Ne è dimostrazione la linea di ascolto LGBTQIA+ help line, a cui Andrea si rivolge nella serie e che rappresenta la riproposizione su schermo di Gay Help Line, il servizio telefonico di primo ascolto di Arcigay: «anche Skam 2 inizia con una serie di telefonate a Gay Help Line in cui le persone raccontavano le loro esperienze di omofobia: avevo chiesto a Pietro Turano, attore di Skam italia e vicepresidente di Arcigay Roma, di mettermi in contatto con alcune persone che avevano chiamato per raccogliere le loro testimonianze. Anche con Prisma, Pietro ci ha aiutati sia nella scrittura delle battute di Raffa (operatrice della help line) sia nella costruzione dell’arredo della sede: pur non girando direttamente nella sede di Gay Help Line, ci hanno permesso di attingere dalla loro realtà concretamente e così l’abbiamo riprodotta nella versione filmica».
Prisma, come le identità che racconta, rifugge dalle definizioni e diventa universale: mostra con onestà le storie che porta su schermo e non si pone come obiettivo quello di lanciare un messaggio a tutti i costi.

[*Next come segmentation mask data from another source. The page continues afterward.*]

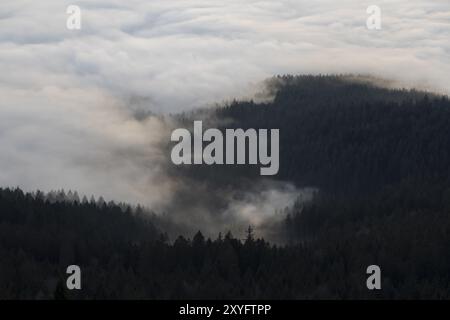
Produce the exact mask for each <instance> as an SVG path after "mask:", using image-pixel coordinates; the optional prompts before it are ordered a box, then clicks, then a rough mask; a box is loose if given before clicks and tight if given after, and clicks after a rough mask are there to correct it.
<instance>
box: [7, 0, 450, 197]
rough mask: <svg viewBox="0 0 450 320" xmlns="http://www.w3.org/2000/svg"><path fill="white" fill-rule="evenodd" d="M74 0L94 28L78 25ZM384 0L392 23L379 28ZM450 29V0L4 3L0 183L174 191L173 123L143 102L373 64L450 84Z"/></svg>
mask: <svg viewBox="0 0 450 320" xmlns="http://www.w3.org/2000/svg"><path fill="white" fill-rule="evenodd" d="M427 2H428V3H427ZM71 4H75V5H78V6H79V7H80V8H81V10H82V28H81V30H68V29H67V28H66V19H67V17H68V15H67V14H66V9H67V6H68V5H71ZM372 4H376V5H378V6H379V7H380V8H381V13H382V16H381V18H382V29H381V30H368V29H367V28H366V19H367V17H368V14H367V13H366V9H367V7H368V6H369V5H372ZM449 38H450V2H449V1H448V0H434V1H422V0H394V1H361V0H344V1H336V0H322V1H311V0H280V1H252V0H239V1H237V0H226V1H225V0H223V1H218V0H194V1H187V0H179V1H171V0H151V1H149V0H127V1H122V0H108V1H106V0H89V1H88V0H85V1H75V0H73V1H66V0H40V1H36V0H1V1H0V148H1V153H0V168H2V169H1V170H0V182H1V185H2V186H21V187H23V188H25V189H30V190H32V189H37V188H40V189H44V190H48V189H56V188H61V187H64V188H66V189H68V188H72V189H78V190H79V191H80V192H82V193H88V194H90V193H96V194H103V195H105V196H106V197H109V198H118V200H127V201H141V202H146V203H148V204H154V203H155V201H163V200H161V199H164V201H165V200H167V199H165V198H164V197H163V195H166V194H169V193H168V190H170V189H171V188H173V182H172V181H166V180H164V179H162V178H161V177H162V175H164V173H163V169H161V168H159V165H158V163H159V161H160V159H161V158H163V155H161V154H159V153H158V152H160V149H158V147H157V146H158V143H159V142H160V141H164V140H165V139H167V137H169V136H170V134H169V133H168V132H166V130H167V128H166V127H165V126H164V124H162V123H160V122H159V121H158V120H157V119H148V121H145V122H142V121H141V122H139V121H137V120H135V119H134V118H133V117H132V116H131V115H130V112H129V110H130V109H136V108H144V109H148V110H152V111H157V112H177V111H181V110H187V109H190V108H193V107H196V106H203V105H207V104H210V103H213V102H220V101H223V100H226V99H231V98H233V97H245V96H251V95H252V94H253V93H254V91H255V90H257V88H258V84H259V83H260V82H261V81H262V80H264V79H265V78H267V77H270V76H272V75H275V74H283V73H294V74H297V73H347V72H354V73H365V74H373V75H376V76H382V77H385V78H389V79H393V80H399V81H401V83H403V84H404V85H405V86H411V85H412V86H419V87H425V88H429V89H432V90H436V91H440V92H444V93H449V92H450V41H449ZM158 168H159V169H158ZM143 172H145V173H143ZM155 182H157V183H158V188H157V189H155V190H153V189H152V190H153V191H152V193H151V195H150V192H149V185H152V184H154V183H155Z"/></svg>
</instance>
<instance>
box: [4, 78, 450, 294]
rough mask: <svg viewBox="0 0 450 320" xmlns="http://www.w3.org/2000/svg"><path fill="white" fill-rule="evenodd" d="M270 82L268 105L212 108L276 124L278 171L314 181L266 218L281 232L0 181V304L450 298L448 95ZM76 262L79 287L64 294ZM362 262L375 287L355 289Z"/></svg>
mask: <svg viewBox="0 0 450 320" xmlns="http://www.w3.org/2000/svg"><path fill="white" fill-rule="evenodd" d="M268 89H270V91H271V92H274V95H275V96H274V98H273V100H271V101H266V102H255V101H233V102H230V103H228V104H227V105H226V106H222V107H220V108H217V109H215V110H214V113H215V117H217V118H218V119H227V128H229V127H235V128H279V129H280V171H279V173H278V175H277V176H276V177H275V179H278V180H280V181H289V182H290V183H293V184H294V185H295V186H297V187H299V188H301V187H311V186H312V187H314V188H317V190H318V191H317V192H316V193H315V195H314V197H313V199H312V200H311V201H309V202H307V203H302V204H296V205H294V206H293V207H290V208H289V209H288V210H287V211H286V212H285V217H284V220H283V223H281V224H277V225H274V226H273V228H274V232H276V233H277V234H279V235H280V237H281V238H283V239H284V241H282V242H279V243H272V242H269V241H267V240H264V239H263V237H261V236H260V235H259V234H258V230H257V229H253V228H252V227H251V226H249V228H248V230H247V232H246V234H245V235H244V236H243V235H233V234H232V233H231V232H229V230H223V232H222V233H220V234H217V235H216V236H214V237H207V236H205V235H204V234H205V232H203V233H202V231H203V230H202V226H201V225H199V226H198V232H197V233H195V235H194V236H190V235H185V234H180V235H177V236H175V237H174V236H169V235H168V234H167V230H165V229H164V226H167V225H169V223H168V222H167V221H162V220H164V219H170V212H168V213H166V214H165V215H164V216H161V215H159V214H158V213H149V212H147V211H146V210H144V209H142V208H141V207H135V206H129V205H127V204H123V203H114V202H108V203H106V202H105V201H104V200H103V199H90V200H88V199H86V198H83V197H81V199H80V196H78V195H77V194H75V193H72V192H70V194H66V193H64V192H60V193H58V194H56V195H55V194H44V193H42V192H34V193H25V192H23V191H21V190H20V189H16V188H3V189H1V190H0V257H1V259H0V299H199V298H204V299H225V298H228V299H240V298H242V299H317V298H320V299H366V298H367V299H379V298H388V299H413V298H419V299H432V298H438V299H444V298H447V299H448V298H450V272H449V271H450V254H449V248H450V101H449V99H448V98H447V97H443V96H439V95H436V94H433V93H426V92H422V91H417V90H405V89H402V90H399V89H388V88H383V87H378V86H375V85H373V84H371V83H370V82H365V81H354V80H352V79H351V78H350V77H346V76H279V77H275V78H273V79H271V81H270V82H269V84H268ZM199 114H200V115H201V113H199ZM199 114H196V113H191V114H183V115H179V117H180V118H182V119H185V120H186V121H187V120H189V121H190V120H191V118H192V117H198V115H199ZM174 170H178V171H177V172H178V174H181V175H185V176H189V177H190V178H191V179H192V181H194V182H195V181H199V182H200V181H205V180H213V181H214V183H216V184H217V185H233V184H236V183H239V182H240V181H244V180H245V181H247V182H246V183H249V182H248V181H250V183H252V181H256V179H258V170H257V169H256V168H254V167H251V166H240V167H239V166H228V167H227V166H222V167H215V166H195V167H190V168H182V169H174ZM99 192H100V193H101V190H99ZM117 200H118V201H120V199H117ZM75 262H76V264H78V265H80V266H81V267H82V270H83V290H80V291H68V290H67V289H66V288H65V278H66V274H65V268H66V267H67V265H69V264H72V263H75ZM372 264H376V265H379V266H380V267H381V270H382V282H381V285H382V290H375V291H370V290H368V289H367V287H366V279H367V274H366V268H367V266H369V265H372Z"/></svg>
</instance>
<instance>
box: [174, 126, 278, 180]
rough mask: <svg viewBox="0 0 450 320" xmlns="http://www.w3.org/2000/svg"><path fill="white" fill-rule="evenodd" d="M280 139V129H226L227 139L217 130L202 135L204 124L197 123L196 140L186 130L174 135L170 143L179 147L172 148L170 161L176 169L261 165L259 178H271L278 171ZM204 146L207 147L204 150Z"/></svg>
mask: <svg viewBox="0 0 450 320" xmlns="http://www.w3.org/2000/svg"><path fill="white" fill-rule="evenodd" d="M269 131H270V135H269ZM269 138H270V144H269ZM279 139H280V131H279V129H270V130H267V129H259V130H258V131H257V130H255V129H247V130H245V131H244V130H243V129H226V130H225V136H224V135H223V133H222V131H220V130H219V129H215V128H210V129H207V130H206V131H205V132H203V123H202V121H194V130H193V138H192V136H191V132H190V131H189V130H187V129H184V128H179V129H175V130H174V131H173V132H172V135H171V141H173V142H178V143H177V144H176V145H175V146H174V147H173V148H172V153H171V159H172V162H173V163H174V164H176V165H181V164H207V165H212V164H217V165H224V164H226V165H232V164H252V165H256V164H260V165H261V168H260V174H261V175H264V176H270V175H275V174H277V173H278V170H279V164H280V162H279V151H280V148H279ZM224 140H225V141H224ZM204 142H208V144H207V145H206V146H204ZM269 146H270V150H269ZM247 147H248V148H247ZM224 152H225V156H224Z"/></svg>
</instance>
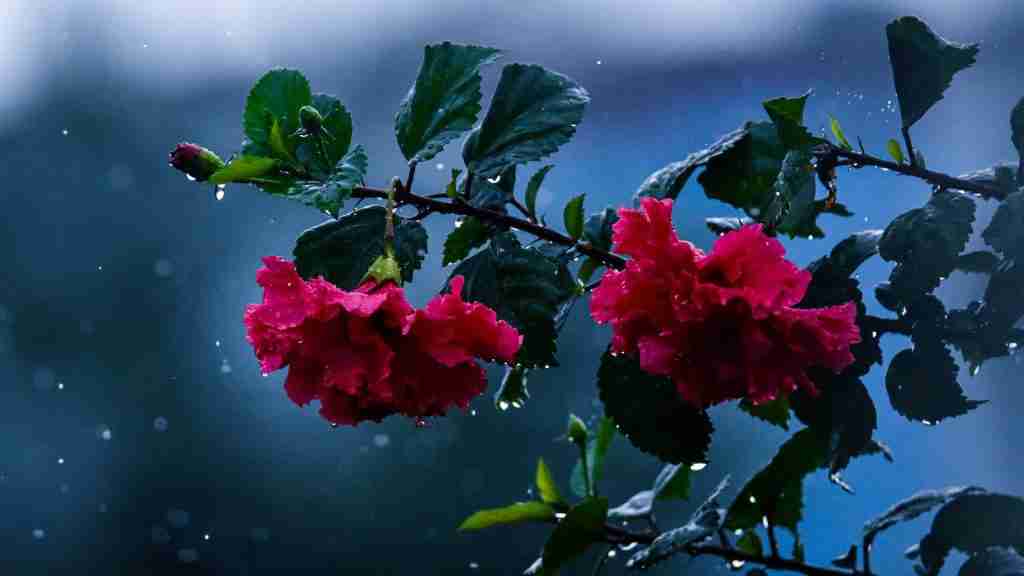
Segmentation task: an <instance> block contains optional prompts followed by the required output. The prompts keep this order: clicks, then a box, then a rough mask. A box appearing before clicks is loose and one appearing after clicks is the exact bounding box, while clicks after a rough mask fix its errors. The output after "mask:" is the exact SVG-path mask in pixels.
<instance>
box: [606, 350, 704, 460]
mask: <svg viewBox="0 0 1024 576" xmlns="http://www.w3.org/2000/svg"><path fill="white" fill-rule="evenodd" d="M597 385H598V388H599V389H600V396H601V402H603V403H604V408H605V412H606V414H607V415H608V416H610V417H611V419H612V420H614V421H615V423H616V424H617V425H618V426H620V429H621V431H622V433H623V434H624V435H625V436H626V437H627V438H629V440H630V442H631V443H633V445H634V446H636V447H637V448H638V449H640V450H641V451H643V452H646V453H648V454H652V455H654V456H656V457H657V458H659V459H662V460H664V461H666V462H673V463H681V462H685V463H693V462H706V461H707V460H708V447H709V445H710V444H711V434H712V429H713V428H712V423H711V418H709V417H708V413H707V412H705V411H703V410H699V409H696V408H694V407H693V406H692V405H690V404H689V403H686V402H685V401H683V400H682V399H681V398H680V397H679V393H678V392H677V390H676V386H675V384H673V383H672V381H671V380H670V379H668V378H666V377H660V376H653V375H650V374H648V373H646V372H644V371H643V370H641V369H640V363H639V362H638V361H637V359H636V358H635V357H634V356H630V355H621V356H612V355H611V354H608V353H605V354H604V356H603V357H602V359H601V367H600V369H599V370H598V373H597Z"/></svg>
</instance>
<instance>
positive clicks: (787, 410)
mask: <svg viewBox="0 0 1024 576" xmlns="http://www.w3.org/2000/svg"><path fill="white" fill-rule="evenodd" d="M739 409H740V410H742V411H743V412H746V413H748V414H750V415H751V416H754V417H755V418H758V419H761V420H764V421H766V422H768V423H769V424H773V425H776V426H778V427H780V428H782V429H784V430H787V429H790V401H788V399H787V398H786V397H784V396H779V397H778V398H776V399H775V400H772V401H770V402H765V403H762V404H758V405H755V404H753V403H752V402H751V401H749V400H745V399H744V400H742V401H741V402H740V403H739Z"/></svg>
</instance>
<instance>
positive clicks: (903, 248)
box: [879, 190, 975, 305]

fare un film con questo intento non funziona e gli conferirebbe una data di scadenza: se dietro la storia non c’è un’emozione forte, quella storia non resta. Vogliamo costruire storie che vadano oltre la strumentalizzazione del tema politico del momento
Non una serie comportamentale, ma un racconto sincero: da qui si parte per riconoscersi.